Full Circle Imperium
Underground legends the Hieroglyphics return to the Catalyst
By Peter Koht
Estimating the difference between underground and mainstream success in the hip-hop world, the Hieroglyphics' Tajai is pretty pragmatic:
"50 Cent's kids probably go to private school."
While "Fiddy" may be well known for his nine gunshot wounds and notorious run-ins with the NYPD, the Hieroglyphics have always taken a more positive approach to hip-hop culture. Coming together as childhood friends who first formed their crew in high school, the Bay Area group has since spawned its own hip-hop empire via its label Hieroglyphics Imperium. Yet they've managed to do so without resorting to major label co-option or gangsta posturing that so often go together.
In fact, unlike many of their contemporaries, the Hiero crew have consistently focused on the positive social effects that hip-hop has had on them and their families. A collective in the truest sense of the word, the Hieroglyphics Imperium manages to produce not only albums by the entire crew but also support the solo efforts of its various members including Casual, Del the Funky Homosapien and the Souls of Mischief. Del's cousin Ice Cube helped the group get its first real break, but unlike their L.A. connection, the crew never left their Oakland home.
As elder statesmen of Oaktown hip-hop, the Hiero crew is thrilled that the local scene has, as Tajai puts it, "exploded and expanded" from the time when only "the dope boys could afford the equipment." But as their lyrics promise, you won't find any member of the Hieroglyphics on MTV "livin' outta they means, tryin' to bling bling."
But even though the gangsters have always had more capital funding, Z-Man isn't bitter. "Since the beginning of hip-hop there has always been an element of street culture," he says, though the Hieroglyphics "got some luck early in life, so we didn't have to deal with that kind of lifestyle."
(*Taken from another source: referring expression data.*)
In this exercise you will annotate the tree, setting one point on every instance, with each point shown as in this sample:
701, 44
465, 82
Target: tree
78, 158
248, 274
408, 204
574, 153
Tajai concurs. "Hip-hop culture is a positive thing for everyone. It has been a good influence on our lives and a way for us to make money and feed our families. The negative thing is that some people believe in the bullshit and take it to heart and use it as an excuse to act dumb."
After almost a decade of shows, the Hiero tag can now be found on just about any stationary object in the Bay Area, but the crew functions without a street team or a focus group. According to Tajai, who once was signed to Jive records, keeping things independent is a better way to manage a career. "Unlike when you are at a major label, when all you have to think about is recording," he says, "you have to worry about press-up and artwork and servicing your videos. It's a lot more work, but it's a lot more rewarding."
This creative independence has allowed the crew to produce some of the most off-kilter and genuinely innovative hip-hop yet to make it to vinyl. Though lyrically grounded in battle rhyming and freestyling, it's the production work of their manager/producer Domino as well as Pep Love and Jay Biz that give Hieroglyphics albums such high replay value.
Riding high on the reception of their latest release, Full Circle, the Hiero crew still sees hope for mainstream hip-hop. "There is a resurgence of people trying to speak to the real elements," says Z-Man. "As the real elements of hip-hop emerge, the principles that we follow will become more popular and the line will blur between what is mainstream and what is underground culture."